Genève, 8 germinal XII (20 mars 1804).

Mon cher ami,

Je vais à Paris. Je n’ai pas besoin de vous dire qu’une des plus douces jouissances que je me promette dans ce pays-là est celle de vous embrasser. Nous n’en sommes plus à ces petites choses; c’est ce qui fait que je ne vous fais pas la guerre sur ce que depuis trois mois vous ne m’écrivez plus. Les plaisirs du carnaval ont formé à Grenoble une société de jeunes gens où il ne manque que vous pour réunir tout ce que j’aime et estime dans ce pays. Vous en connaissez presque tous les membres, à l’exception peut-être de Félix Faure et de Ribon; les autres sont Mallein, Alphonse Périer et Diday. Je disais un jour à Alphonse et à Mallein qu’en allant à Paris, je voulais passer par Genève; à l’instant ils se regardent, nous organisons notre voyage et nous partons le 29 ventôse pour venir passer deux jours à Genève; nous passons par les Echelles où nous sommes reçus par mon oncle139; par Chambéry où nous restons vingt-quatre heures; nous arrivons enfin à Genève. Nous devions n’y passer que deux jours, nous y sommes déjà depuis trois, et si je ne consultais que mon cœur, j’y passerais six mois. Nous avions plusieurs lettres de recommandations pour M. Pasteur, pour M. et Mme Mouriez, pour M. Pictet. Nous avons été souvent en société, tantôt reçus par les vrais Genevois avec cette politesse froide qui glace, tantôt avec empressement par ceux que nos mœurs ont déjà corrompus. En général, bien de la plupart des femmes, mal de tous les hommes. Je vous donnerai des détails là-dessus à notre première entrevue.
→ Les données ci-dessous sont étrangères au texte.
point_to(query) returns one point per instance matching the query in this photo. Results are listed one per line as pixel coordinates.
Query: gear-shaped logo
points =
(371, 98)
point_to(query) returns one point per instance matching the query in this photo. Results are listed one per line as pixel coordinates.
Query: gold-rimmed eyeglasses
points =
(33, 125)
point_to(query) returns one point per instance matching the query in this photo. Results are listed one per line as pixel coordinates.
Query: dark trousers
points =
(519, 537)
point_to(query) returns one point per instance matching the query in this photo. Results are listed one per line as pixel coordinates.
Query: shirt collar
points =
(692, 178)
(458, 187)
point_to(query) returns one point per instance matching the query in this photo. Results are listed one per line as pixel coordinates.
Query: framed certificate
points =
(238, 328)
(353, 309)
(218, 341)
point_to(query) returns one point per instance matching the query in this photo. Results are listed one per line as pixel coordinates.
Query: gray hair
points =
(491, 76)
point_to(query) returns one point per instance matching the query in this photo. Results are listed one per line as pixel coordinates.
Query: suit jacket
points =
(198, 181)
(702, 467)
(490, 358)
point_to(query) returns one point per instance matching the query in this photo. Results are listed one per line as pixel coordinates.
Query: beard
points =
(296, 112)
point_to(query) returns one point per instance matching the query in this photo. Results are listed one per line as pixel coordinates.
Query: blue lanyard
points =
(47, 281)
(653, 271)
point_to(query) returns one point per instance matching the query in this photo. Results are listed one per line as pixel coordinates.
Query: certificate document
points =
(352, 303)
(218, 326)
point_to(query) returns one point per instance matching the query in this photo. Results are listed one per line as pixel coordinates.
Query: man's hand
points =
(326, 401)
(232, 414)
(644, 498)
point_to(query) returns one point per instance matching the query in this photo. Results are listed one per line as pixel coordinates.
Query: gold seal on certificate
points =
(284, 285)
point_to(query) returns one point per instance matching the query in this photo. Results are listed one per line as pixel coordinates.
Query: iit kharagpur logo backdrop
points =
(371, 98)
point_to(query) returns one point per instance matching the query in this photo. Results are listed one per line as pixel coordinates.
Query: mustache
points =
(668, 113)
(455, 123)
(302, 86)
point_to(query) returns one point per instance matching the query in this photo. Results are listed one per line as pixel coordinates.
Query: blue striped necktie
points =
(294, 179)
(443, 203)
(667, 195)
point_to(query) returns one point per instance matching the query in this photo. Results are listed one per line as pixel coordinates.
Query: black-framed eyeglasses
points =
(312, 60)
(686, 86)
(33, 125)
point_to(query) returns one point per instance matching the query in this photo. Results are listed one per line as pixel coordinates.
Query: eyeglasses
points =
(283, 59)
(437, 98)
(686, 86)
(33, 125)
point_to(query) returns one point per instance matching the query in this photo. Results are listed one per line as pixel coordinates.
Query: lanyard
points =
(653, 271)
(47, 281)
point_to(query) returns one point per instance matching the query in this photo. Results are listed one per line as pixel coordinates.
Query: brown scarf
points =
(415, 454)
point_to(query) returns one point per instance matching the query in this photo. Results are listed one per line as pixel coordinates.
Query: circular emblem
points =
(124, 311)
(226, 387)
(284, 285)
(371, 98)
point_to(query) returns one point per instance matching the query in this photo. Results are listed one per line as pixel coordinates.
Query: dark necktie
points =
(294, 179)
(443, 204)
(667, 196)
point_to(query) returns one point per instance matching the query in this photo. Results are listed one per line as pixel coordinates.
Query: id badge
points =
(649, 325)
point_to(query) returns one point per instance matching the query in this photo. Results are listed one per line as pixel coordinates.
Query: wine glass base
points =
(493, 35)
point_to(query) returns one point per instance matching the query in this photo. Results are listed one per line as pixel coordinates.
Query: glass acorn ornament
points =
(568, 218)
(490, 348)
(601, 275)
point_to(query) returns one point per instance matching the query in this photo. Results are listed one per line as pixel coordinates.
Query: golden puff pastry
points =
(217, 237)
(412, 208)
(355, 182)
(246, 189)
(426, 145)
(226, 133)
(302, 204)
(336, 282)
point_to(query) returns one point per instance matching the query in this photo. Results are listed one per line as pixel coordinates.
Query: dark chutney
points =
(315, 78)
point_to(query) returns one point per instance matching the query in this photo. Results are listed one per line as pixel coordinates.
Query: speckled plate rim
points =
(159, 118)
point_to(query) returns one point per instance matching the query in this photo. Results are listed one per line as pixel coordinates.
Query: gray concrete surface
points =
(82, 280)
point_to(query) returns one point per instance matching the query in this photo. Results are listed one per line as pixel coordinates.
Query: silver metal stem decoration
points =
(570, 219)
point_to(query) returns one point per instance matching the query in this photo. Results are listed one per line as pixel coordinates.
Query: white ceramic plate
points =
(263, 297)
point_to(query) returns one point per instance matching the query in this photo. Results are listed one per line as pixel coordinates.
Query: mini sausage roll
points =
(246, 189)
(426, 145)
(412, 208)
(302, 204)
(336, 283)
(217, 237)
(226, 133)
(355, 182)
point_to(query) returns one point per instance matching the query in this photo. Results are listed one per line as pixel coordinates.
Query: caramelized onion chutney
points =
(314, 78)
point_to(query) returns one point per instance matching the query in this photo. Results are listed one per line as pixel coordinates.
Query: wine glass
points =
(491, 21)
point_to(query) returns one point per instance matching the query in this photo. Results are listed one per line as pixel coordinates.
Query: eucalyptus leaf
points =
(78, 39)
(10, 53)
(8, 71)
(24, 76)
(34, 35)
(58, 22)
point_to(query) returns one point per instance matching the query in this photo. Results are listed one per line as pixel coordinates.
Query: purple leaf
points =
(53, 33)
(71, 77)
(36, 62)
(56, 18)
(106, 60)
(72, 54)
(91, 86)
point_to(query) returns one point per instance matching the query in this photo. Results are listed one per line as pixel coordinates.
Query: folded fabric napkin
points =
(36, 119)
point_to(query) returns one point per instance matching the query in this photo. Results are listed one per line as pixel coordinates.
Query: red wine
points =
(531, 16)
La chose qui nous frappa le plus en arrivant est la beauté des femmes et des demoiselles, et cette coutume singulière et admirable qui fait que les jeunes filles vont partout seules, la franchise touchante de leurs procédés qui montrent bien ces âmes qui ne comprennent pas seulement la coquetterie et qui sont si sensibles à l’amour. Je vous paraîtrais fou si je vous disais tout ce que je pense là-dessus; je veux me retenir et je m’aperçois que j’écris des phrases inintelligibles. Je désespérais de trouver au monde des femmes comme celles-ci; je cherchais à me désabuser d’un espoir chimérique; jugez de mes transports en trouvant à Genève plus encore que je n’avais imaginé. Cette franchise surtout, la seule chose que la coquetterie ne puisse imiter, cette joie pure d’une âme ouverte, je ne l’ai jamais si bien sentie, mon cher ami. L’âme qui dissimule ne peut être gaie; elle a cette gaieté satirique qui repousse, elle n’a point cette joie pure de la jeunesse. Quelle différence des femmes que je quitte et de celles que je vais trouver à Paris. C’est pour le coup qu’on va m’appeler le Philosophe. Je veux tâcher d’écrire tout ce que j’ai vu dans ce pays; nous en parlerons quand j’aurai le plaisir de vous voir. Vous avez été peut-être à Genève dans vos voyages; dites-moi ce que vous pensez. Pour moi, si je n’ai point d’état d’ici un an, je veux venir y passer six mois.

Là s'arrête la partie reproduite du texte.